Bugün Kıbrısta tarihi bir gerçek vardır o da Türk ve Rum Halklarından oluşan iki egemen devletin var olduğudur... Ancak Rumlar ve Yunanistan ikilisinin oluşturduğu lobini, çeşitli entrikalarla dünyayı kandırmaya çalışmaları ve Türklerin saldırılarıyla mağdur olduklarını, gasp edilen haklarının iadesini isteme yalan politikalarıyla, Kıbrısın bir Rum Adası olduğu yalanını Dünyaya inandırmaya çalışmasıdır. Bu iddia Rum için gerçek bir politika olabilir. Ancak, Adada bir gerçek daha vardır, o da Türk Toplumunun varoluş gerçeği... İşte Rumlar bu Türk gerçeğini sindiremiyorlar ve kabul etmek istemiyorlar. Bu noktada, Türkiye Cumhuriyeti Devlet Yöneticileri, ulusal çıkarlarını dünyaya yeteri kadar anlatamamış, Rumun ve Yunanın yalanları karşısında yeteri kadar dik durup, çıkarlarını koruyamamıştır. Türk Barış Hareketi ile Adaya barış gelmiştir. Kıbrısta Anayasayı rafa kaldıran ve Türk Halkını toptan yoketmeye çalışan saldırgan Rumlar, kuzu postuna bürünerek mağduru oynamaktadır. İşte ben bir Türk yurttaşı olarak, Türk Milletinin ulusal çıkarları söz konusu olduğunda, barıştan yana olarak korkmadan dik duracak Atatürk gibi devlet adamı isterim ülkemde...

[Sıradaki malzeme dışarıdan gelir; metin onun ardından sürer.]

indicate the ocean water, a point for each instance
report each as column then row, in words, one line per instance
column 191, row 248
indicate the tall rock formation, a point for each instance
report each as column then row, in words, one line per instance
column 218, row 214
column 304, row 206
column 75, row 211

Askeri bir derbe ile ülke yönetimine el koyan ve Cumhurbaşkanı olan Kenan Evren uluslararası bir arenada, Kıbrıs konusunda yaptığı bir konuşmada, Türk Askerinin Kıbrısta çok yer işgal ettiğini söyleme gafında bulunmuştur. Bu gafı yaparken, Kıbrısta meşru olarak kurulan, Kuzey Kıbrıs Türk Cumhuriyeti Devletini dünyaya tanıtma çabasını beklerdim. Devlet adamı olmak, devlet yönetme özel meziyetler ister.
Kıbrıs Barış Harekatıyla bugünkü durum oluştuğunda, Kıbrısın kuzeyindeki Rumlar Güneye; Güneydeki Türklerde kuzeye geçti. (Nüfus mübadelesi) Ancak yıllar sonra Luizi adında bir Rum kadına, (AİHM) Avrupa İnsan Hakları Mahkemesine dava açarak, Kuzey Kıbrısta evinin ve toprağının kaldığını söyleyerek, mağduriyetinin önlenmesini ve haklarının iadesini istedi. (AİHM)si de durumu değerlendirip, Türkiye Cumhurietini yüklü bir tazminatla cezalandırdı. TC Devleti Luiziye tazminat ödedi. Şimdi soruyorum: Luizi, mağdur oldu da, Güney Kıbrısta; evi, bahçesi, tarlası, toprağı kalan Türkler hiç mi mağdur olmadı? İşte burada Türkün ulusal çıkarlarını koruyacak, Atatürk gibi devlet adamı isterim ülkemde...
ABD ve ABnin baskılarıyla Kuzey Kıbrıs Türk Halkı aldatılmış, Rauf Denktaş Cumhurbaşkanlığından ve Kuzey Kıbrıs Türk Toplumu liderliğinden uzaklaştırılmıştır. Bu tarihi bir hatadır.